Il fut supérieur dans toute cette affaire. Il poussa la prudence jusqu'à ne pas rendre le baron Gouraud et M. Toutin-Laroche complices l'un de l'autre. Il les visita séparément, leur glissa un mot à l'oreille en faveur d'un de ses amis qui allait être exproprié, rue de la Pépinière; il eut bien soin de dire à chacun des deux compères qu'il ne parlerait de cette affaire à aucun autre membre de la commission, que c'était une chose en l'air, mais qu'il comptait sur toute sa bienveillance.

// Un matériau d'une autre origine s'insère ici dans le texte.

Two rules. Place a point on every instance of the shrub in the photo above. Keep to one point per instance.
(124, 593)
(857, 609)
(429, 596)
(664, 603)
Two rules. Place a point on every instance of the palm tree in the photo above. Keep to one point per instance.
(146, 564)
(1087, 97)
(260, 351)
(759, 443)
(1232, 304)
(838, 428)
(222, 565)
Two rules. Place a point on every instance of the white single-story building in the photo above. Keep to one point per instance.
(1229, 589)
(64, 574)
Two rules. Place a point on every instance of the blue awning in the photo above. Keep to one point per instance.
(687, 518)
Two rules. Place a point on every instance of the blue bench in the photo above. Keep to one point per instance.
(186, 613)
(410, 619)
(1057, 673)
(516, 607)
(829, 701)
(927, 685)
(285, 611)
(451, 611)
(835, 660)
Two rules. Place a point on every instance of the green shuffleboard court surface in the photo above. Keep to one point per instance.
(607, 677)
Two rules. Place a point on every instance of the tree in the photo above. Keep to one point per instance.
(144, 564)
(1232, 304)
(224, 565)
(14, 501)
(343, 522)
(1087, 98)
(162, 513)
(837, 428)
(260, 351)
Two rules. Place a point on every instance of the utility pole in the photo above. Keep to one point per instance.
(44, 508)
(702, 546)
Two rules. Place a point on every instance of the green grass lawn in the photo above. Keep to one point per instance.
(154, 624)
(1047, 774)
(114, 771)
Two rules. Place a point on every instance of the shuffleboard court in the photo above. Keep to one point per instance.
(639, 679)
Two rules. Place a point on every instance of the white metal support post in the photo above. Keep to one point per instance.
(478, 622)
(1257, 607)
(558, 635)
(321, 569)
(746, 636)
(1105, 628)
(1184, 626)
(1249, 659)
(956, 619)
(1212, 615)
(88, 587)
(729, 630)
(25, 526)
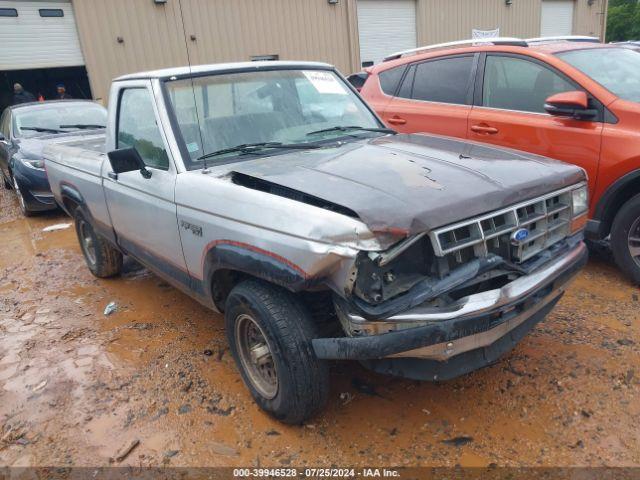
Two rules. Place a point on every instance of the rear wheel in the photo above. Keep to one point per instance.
(625, 239)
(23, 204)
(102, 258)
(270, 332)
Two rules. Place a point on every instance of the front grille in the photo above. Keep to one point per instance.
(547, 219)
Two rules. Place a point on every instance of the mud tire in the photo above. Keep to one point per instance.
(626, 218)
(287, 325)
(105, 260)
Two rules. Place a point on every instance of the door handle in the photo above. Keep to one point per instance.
(397, 121)
(484, 129)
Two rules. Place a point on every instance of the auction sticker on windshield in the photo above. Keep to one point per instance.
(325, 82)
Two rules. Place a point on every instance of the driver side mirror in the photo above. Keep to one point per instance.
(570, 104)
(127, 160)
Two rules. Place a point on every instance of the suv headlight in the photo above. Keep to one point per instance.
(580, 200)
(33, 163)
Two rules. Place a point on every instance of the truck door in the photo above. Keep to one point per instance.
(143, 210)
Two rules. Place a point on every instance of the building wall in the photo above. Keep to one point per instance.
(448, 20)
(235, 30)
(153, 36)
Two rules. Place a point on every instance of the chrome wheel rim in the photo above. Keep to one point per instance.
(86, 238)
(256, 356)
(634, 241)
(23, 205)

L'agent voyer avait eu raison de craindre et de prendre ses précautions. Quand le dossier relatif à son immeuble arriva devant la commission des indemnités, il se trouva justement qu'un des membres habitait la rue d'Astorg et connaissait la maison. Ce membre se récria sur le chiffre de cinq cent mille francs que, selon lui, on devait réduire de plus de moitié. Aristide avait eu l'impudence de faire demander sept cent mille francs. Ce jour-là, M. Toutin-Laroche, d'ordinaire très désagréable pour ses collègues, était d'une humeur plus massacrante encore que de coutume. Il se fâcha, il prit la défense des propriétaires.
—Nous sommes tous propriétaires, messieurs, criait-il.... L'empereur veut faire de grandes choses, ne lésinons pas sur des misères.... Cette maison doit valoir les cinq cent mille francs; c'est un de nos hommes, un employé de la Ville, qui a fixé ce chiffre.... Vraiment, on dirait que nous vivons dans la forêt de Bondy; vous verrez que nous finirons par nous soupçonner entre nous.

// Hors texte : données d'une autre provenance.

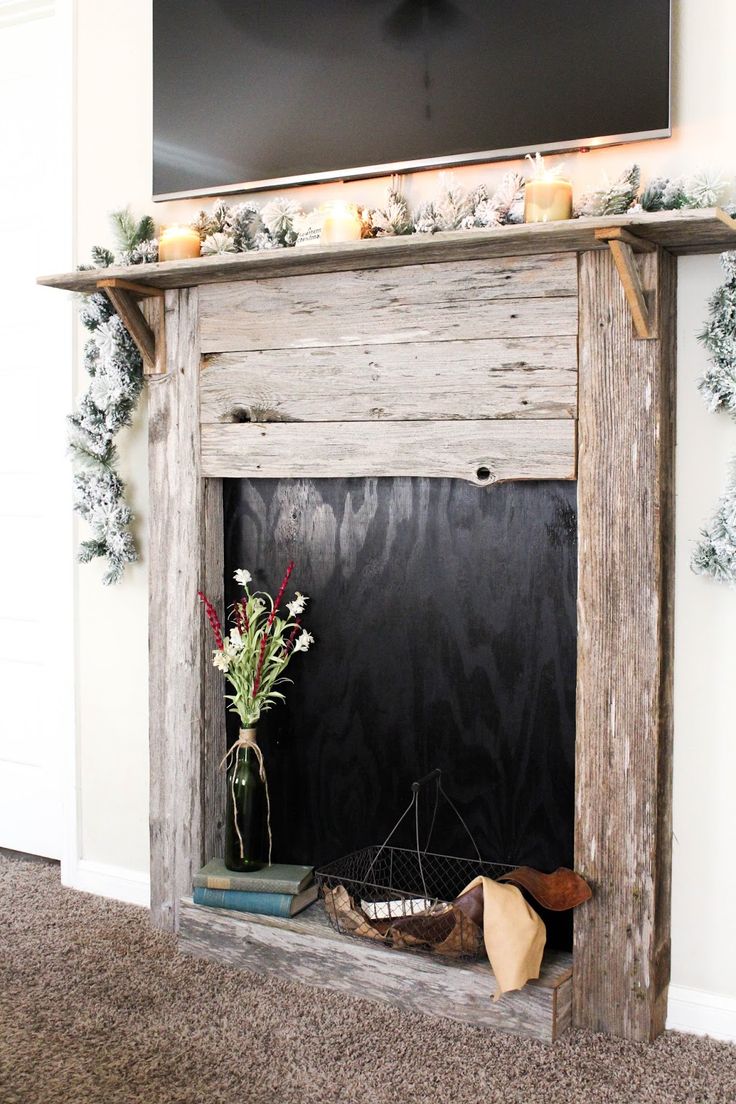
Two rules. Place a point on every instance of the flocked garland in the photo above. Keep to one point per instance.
(114, 362)
(115, 368)
(715, 553)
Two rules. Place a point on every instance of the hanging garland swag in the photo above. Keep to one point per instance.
(115, 367)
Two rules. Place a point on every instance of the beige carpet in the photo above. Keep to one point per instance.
(97, 1008)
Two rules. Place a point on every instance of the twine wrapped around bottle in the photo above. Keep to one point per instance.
(247, 739)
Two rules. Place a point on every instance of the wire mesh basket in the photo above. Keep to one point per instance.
(411, 899)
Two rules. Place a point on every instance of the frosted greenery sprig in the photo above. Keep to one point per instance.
(259, 647)
(715, 552)
(116, 379)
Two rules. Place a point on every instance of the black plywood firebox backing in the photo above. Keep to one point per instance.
(445, 625)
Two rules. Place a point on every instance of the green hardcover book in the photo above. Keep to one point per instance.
(279, 878)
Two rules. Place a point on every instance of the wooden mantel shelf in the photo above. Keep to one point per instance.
(680, 232)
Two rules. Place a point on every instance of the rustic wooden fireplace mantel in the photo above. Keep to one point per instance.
(483, 356)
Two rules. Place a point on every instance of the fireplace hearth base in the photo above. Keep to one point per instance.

Le baron Gouraud, appesanti sur son siège, regardait du coin de l'œil, d'un air surpris, M. Toutin-Laroche jetant feu et flamme en faveur du propriétaire de la rue de la Pépinière. Il eut un soupçon. Mais, en somme, comme cette sortie violente le dispensait de prendre la parole, il se mit à hocher doucement la tête, en signe d'approbation absolue. Le membre de la rue d'Astorg résistait, révolté, ne voulant pas plier devant les deux tyrans de la commission dans une question où il était plus compétent que ces messieurs. Ce fut alors que M. Toutin-Laroche, ayant remarqué les signes approbatifs du baron, s'empara vivement du dossier et dit d'une voix sèche:
—C'est bien. Nous éclaircirons vos doutes.... Si vous le permettez, je me charge de l'affaire, et le baron Gouraud fera l'enquête avec moi.
—Oui, oui, dit gravement le baron, rien de louche ne doit entacher nos décisions.
Le dossier avait déjà disparu dans les vastes poches de M. Toutin-Laroche. La commission dut s'incliner. Sur le quai, comme ils sortaient, les deux compères se regardèrent sans rire. Ils se sentaient complices, ce qui redoublait leur aplomb. Deux esprits vulgaires eussent provoqué une explication; eux continuèrent à plaider la cause des propriétaires, comme si on eût pu les entendre encore, et à déplorer l'esprit de méfiance qui se glissait partout. Au moment où ils allaient se quitter:
—Ah! j'oubliais, mon cher collègue, dit le baron avec un sourire, je pars tout à l'heure pour la campagne.
Vous seriez bien aimable d'aller faire sans moi cette petite enquête.... Et surtout ne me vendez pas, ces messieurs se plaignent de ce que je prends trop de vacances.